今回は、単身者からファミリーまで、ドイツ国内でスムーズに引っ越しを完了させるための手順と、知っておくべき実用的な注意点をステップ順に詳しく解説します。
引っ越しすることを決めた際に、最初に着手すべきなのは「現在申請中・進行中の手続きがないか」の確認です。
ドイツでは、住民票のある自治体(市役所や外人局、道路交通局など)が個人の手続きを一括管理しています。そのため、手続きの途中で住所を変更してしまうと、旧住所の管轄から新住所の管轄へと書類が移管されるまでに数ヶ月を要したり、最悪の場合は申請自体が却下されて最初からやり直しになったりすることがあります。

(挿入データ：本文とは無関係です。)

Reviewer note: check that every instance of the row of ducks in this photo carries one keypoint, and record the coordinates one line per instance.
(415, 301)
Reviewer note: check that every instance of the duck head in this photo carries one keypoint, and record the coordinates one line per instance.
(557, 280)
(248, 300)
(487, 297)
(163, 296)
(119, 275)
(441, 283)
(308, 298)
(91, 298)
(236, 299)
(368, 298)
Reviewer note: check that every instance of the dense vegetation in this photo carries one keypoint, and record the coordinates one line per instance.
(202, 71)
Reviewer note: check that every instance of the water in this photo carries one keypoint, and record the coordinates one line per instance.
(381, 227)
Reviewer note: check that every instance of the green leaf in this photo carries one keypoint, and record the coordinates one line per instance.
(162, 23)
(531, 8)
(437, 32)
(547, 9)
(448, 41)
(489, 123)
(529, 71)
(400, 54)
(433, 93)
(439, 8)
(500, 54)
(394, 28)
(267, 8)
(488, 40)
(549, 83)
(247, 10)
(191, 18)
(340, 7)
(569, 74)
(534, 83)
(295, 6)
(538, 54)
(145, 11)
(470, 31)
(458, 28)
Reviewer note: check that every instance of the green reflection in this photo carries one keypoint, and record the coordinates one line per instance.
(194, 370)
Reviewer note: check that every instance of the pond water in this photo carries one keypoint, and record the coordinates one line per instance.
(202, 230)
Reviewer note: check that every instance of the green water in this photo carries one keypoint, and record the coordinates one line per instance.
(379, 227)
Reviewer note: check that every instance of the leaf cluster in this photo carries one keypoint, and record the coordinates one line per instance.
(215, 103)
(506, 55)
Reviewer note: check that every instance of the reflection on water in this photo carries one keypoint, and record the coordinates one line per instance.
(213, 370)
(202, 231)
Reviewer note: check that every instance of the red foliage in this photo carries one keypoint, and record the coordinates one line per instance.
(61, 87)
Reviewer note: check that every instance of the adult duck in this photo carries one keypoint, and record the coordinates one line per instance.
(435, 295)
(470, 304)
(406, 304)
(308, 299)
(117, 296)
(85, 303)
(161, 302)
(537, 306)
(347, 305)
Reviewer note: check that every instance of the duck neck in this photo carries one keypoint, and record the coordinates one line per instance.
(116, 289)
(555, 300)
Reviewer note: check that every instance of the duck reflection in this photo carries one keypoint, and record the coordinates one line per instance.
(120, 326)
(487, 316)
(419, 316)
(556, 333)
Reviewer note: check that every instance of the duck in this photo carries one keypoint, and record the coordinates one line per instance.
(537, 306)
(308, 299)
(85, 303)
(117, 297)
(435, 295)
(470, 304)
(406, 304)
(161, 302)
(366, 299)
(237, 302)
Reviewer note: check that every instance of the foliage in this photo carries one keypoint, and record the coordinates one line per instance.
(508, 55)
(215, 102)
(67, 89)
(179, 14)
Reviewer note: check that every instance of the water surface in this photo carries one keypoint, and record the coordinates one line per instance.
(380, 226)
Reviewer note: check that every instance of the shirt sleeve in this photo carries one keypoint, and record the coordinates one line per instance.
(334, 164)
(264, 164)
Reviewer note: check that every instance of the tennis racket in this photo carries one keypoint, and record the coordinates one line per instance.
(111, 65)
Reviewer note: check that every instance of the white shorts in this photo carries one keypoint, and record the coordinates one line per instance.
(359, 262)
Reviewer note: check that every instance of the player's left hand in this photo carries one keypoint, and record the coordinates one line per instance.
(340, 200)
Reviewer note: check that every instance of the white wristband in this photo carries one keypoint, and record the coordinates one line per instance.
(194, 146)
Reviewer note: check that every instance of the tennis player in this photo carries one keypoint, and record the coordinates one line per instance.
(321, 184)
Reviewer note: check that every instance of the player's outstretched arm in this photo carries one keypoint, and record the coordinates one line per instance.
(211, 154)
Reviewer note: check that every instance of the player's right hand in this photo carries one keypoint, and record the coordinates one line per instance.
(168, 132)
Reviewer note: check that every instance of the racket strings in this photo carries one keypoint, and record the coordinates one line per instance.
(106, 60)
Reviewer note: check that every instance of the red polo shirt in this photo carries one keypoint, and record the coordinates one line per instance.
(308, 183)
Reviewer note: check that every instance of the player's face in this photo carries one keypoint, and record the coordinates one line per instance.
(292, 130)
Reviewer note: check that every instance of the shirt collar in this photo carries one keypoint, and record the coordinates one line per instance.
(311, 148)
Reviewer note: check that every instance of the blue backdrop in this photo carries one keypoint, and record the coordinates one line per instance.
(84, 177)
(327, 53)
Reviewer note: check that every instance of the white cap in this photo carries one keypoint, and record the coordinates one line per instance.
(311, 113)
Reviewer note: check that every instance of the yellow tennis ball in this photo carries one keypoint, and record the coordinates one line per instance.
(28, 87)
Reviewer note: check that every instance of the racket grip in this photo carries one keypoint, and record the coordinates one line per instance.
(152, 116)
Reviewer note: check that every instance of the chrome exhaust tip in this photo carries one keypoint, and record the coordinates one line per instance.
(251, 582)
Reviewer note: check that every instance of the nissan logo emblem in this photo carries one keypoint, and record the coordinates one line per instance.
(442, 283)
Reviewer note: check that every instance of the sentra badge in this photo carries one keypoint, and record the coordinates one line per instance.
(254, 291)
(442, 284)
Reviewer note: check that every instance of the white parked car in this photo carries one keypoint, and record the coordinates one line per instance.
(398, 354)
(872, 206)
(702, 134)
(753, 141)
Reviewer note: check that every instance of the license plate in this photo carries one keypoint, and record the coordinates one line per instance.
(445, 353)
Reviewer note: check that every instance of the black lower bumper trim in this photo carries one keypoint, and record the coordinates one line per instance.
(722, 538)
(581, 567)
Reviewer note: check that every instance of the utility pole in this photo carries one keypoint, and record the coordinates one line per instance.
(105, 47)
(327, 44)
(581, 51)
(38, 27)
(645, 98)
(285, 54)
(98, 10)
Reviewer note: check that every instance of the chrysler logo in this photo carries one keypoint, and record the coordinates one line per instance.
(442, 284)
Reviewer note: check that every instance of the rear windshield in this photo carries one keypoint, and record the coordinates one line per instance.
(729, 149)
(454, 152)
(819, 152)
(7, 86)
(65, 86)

これらは申請から手元に届くまで1〜3ヶ月ほどかかるのが一般的です。
引っ越しのタイミングと重なる場合は、「旧住所で交付まで完了させてから引越す」か、あるいは「新居に引っ越して住民登録を済ませてから新たに申請する」のどちらかにスケジュールを割り切るのが鉄則です。
次に行うのが、現在住んでいる部屋の解約手続きです。ドイツの賃貸契約における退去ルールは非常に厳格に定められています。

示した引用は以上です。